Jean-Paul Belmondo : l'homme de France
Justice au singulier - philippe.bilger, 7/04/2013
Je m'apprêtais à m'en prendre à ces opposants indignés par l'affaire Cahuzac et faisant oublier à bon compte qu'ils n'avaient pas été irréprochables ou à ces donneurs de leçons à la Justice se permettant de traiter les magistrats avec condescendance alors qu'ils étaient vraiment mal placés pour cela. Ainsi je songe à une phrase de Brice Hortefeux soulignant qu'il ne fallait pas confondre le juge Gentil avec l'institution judiciaire.
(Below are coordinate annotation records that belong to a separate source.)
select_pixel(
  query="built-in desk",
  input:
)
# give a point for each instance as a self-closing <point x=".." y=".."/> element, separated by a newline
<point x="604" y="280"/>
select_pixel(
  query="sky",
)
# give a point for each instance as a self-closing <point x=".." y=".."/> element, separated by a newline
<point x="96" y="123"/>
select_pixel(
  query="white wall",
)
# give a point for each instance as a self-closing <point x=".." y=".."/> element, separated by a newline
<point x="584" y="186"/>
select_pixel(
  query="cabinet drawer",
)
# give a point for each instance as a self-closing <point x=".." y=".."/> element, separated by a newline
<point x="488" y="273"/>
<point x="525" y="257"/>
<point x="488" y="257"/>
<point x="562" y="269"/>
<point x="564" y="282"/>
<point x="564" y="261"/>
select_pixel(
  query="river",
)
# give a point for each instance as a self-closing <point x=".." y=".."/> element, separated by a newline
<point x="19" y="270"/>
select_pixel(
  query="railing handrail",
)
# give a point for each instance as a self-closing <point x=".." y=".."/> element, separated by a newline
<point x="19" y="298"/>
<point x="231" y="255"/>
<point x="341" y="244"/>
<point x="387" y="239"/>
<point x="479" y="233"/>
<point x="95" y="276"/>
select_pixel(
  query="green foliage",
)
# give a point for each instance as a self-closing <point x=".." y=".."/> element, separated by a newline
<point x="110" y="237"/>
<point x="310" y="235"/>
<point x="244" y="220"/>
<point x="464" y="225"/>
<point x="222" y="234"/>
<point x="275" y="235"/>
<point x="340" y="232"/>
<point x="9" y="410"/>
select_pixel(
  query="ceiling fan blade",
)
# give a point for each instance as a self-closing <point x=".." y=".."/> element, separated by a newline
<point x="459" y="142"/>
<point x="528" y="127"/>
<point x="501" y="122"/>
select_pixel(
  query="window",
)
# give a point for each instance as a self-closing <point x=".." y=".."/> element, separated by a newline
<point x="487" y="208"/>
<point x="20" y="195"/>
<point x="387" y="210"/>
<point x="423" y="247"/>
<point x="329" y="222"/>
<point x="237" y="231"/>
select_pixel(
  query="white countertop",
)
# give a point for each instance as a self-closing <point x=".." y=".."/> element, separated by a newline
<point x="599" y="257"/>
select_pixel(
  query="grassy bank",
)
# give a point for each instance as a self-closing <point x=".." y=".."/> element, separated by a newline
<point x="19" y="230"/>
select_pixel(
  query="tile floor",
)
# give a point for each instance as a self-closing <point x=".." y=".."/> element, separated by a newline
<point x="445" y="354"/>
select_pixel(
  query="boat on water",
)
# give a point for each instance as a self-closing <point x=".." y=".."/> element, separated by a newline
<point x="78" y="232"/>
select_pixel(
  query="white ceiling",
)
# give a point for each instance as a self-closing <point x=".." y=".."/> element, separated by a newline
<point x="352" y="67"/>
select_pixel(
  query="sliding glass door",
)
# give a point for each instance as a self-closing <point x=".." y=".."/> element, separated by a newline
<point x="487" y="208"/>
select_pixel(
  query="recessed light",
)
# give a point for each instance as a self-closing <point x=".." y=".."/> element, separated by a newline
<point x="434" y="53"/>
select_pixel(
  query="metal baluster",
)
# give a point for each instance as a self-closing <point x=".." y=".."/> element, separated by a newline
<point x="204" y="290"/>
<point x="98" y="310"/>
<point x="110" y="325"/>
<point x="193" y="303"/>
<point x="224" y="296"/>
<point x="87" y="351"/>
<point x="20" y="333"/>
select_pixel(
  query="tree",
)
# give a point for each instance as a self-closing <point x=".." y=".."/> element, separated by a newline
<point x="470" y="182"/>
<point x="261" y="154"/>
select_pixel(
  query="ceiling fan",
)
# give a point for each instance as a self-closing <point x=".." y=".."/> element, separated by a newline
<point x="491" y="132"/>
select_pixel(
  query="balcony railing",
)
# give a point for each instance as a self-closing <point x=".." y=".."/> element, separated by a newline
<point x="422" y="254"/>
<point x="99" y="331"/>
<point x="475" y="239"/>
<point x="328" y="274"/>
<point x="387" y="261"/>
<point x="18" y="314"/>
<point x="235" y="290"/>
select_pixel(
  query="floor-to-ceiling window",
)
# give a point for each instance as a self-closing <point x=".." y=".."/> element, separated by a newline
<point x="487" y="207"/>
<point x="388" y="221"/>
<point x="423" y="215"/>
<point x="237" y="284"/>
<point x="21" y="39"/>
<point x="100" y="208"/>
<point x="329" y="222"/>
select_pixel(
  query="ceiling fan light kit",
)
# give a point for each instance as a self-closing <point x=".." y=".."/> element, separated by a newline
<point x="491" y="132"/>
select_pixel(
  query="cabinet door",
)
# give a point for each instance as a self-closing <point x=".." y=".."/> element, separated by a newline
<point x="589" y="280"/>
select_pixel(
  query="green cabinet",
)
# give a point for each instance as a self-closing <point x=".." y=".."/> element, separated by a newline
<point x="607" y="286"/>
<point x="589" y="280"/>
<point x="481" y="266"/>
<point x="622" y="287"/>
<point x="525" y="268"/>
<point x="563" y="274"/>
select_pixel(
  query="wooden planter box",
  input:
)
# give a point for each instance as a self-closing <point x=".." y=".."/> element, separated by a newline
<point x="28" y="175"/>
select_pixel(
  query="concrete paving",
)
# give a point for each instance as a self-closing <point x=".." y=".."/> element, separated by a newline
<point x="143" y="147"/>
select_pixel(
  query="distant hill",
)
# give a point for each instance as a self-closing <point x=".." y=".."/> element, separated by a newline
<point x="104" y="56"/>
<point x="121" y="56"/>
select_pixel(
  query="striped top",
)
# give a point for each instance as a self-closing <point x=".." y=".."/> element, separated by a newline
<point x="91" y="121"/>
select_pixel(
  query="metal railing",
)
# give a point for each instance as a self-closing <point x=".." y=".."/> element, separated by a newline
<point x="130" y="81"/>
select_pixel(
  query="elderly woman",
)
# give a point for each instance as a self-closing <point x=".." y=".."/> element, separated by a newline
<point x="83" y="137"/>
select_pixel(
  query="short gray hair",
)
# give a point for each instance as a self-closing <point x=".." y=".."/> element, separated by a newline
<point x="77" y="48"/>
Cet homme-là, cet ancien ministre, cette personne mêlée à tant d'obscurités d'Etat ferait mieux de nous dispenser de ses appréciations.
Mais heureusement j'ai lu Var-Matin et l'excellent numéro que ce quotidien a consacré à Jean-Paul Belmondo qui aura 80 ans le 9 avril (France 2).
Si immédiatement j'ai changé mon billet d'esprit, mon fusil intellectuel d'épaule, c'est pour une double raison.
Le hasard a mis sur mon chemin, dans ma nouvelle vie professionnelle, un avocat, Me Michel Godest, devenu un ami proche et qui est le conseil depuis des années de "Bébel", l'une de nos gloires nationales.
Surtout, Jean-Paul Belmondo, dans le coeur des Français, de sa jeunesse bondissante, de sa maturité talentueuse à son âge d'aujourd'hui, garde une place à part.
On peut dire que sa personne, avec sa vivacité, sa gouaille, sa séduction, l'incroyable sympathie qu'elle a dégagée quels que soient les circonstances et les aléas de son existence, n'a cessé de représenter la France dans son essence cocardière, flamboyante mais aussi discrète, élégante et pudique. Rien n'a jamais pu atteindre sa réputation ni créer le moindre discrédit dans le rapport que tous ceux que le cinéma passionne ont entretenu avec cet immense acteur quand il se donnait la peine d'être à la hauteur de ce qu'il portait en lui et que les metteurs en scène lui permettaient de démontrer ce qu'il valait.
En m'abandonnant à un choix totalement subjectif et trop restreint devant la richesse d'une telle carrière, je ne sais pourquoi, j'ai envie de mettre en exergue Cartouche, Léon Morin prêtre et L'homme de Rio.
Jean-Paul Belmondo, Bébel, le voir, l'entendre, s'en souvenir, faire venir en nous les séquences inoubliables où son caractère joyeux et désinvolte savait s'imprégner de tendresse et de gravité, revient à plonger dans une histoire qui se confond presque avec une Histoire artistique et culturelle de la France. Belmondo est quelqu'un qui ne s'est jamais pris au sérieux mais qui nous a touchés par le rire, la fraternité, la certitude que nous avions en lui un incontestable, un irremplaçable ami. Quelqu'un avec qui nous aurions désiré échanger, plaisanter ou dîner.
Pas d'anecdote plus significative et plus éclairante à ce sujet que celle racontée par Patrice Leconte. Dans un film dont il était le réalisateur et où Belmondo jouait avec Delon, les deux acteurs devaient, pour rejoindre le plateau, passer devant une foule de badauds. Le premier est applaudi et distribue des autographes avec le sourire. C'est un proche, il est des leurs. Le second paraît, c'est le silence. "Comme si le proviseur traversait la cour".
C'est toute la différence. Delon n'en finit pas de se montrer. Il ne parvient pas à s'oublier.
Jean-Paul Belmondo n'a pas besoin de nous démontrer qu'il existe. Il y a en chacun de nous un peu de Belmondo.
Puisqu'il a toujours été, et qu'il demeurera, l'homme de France.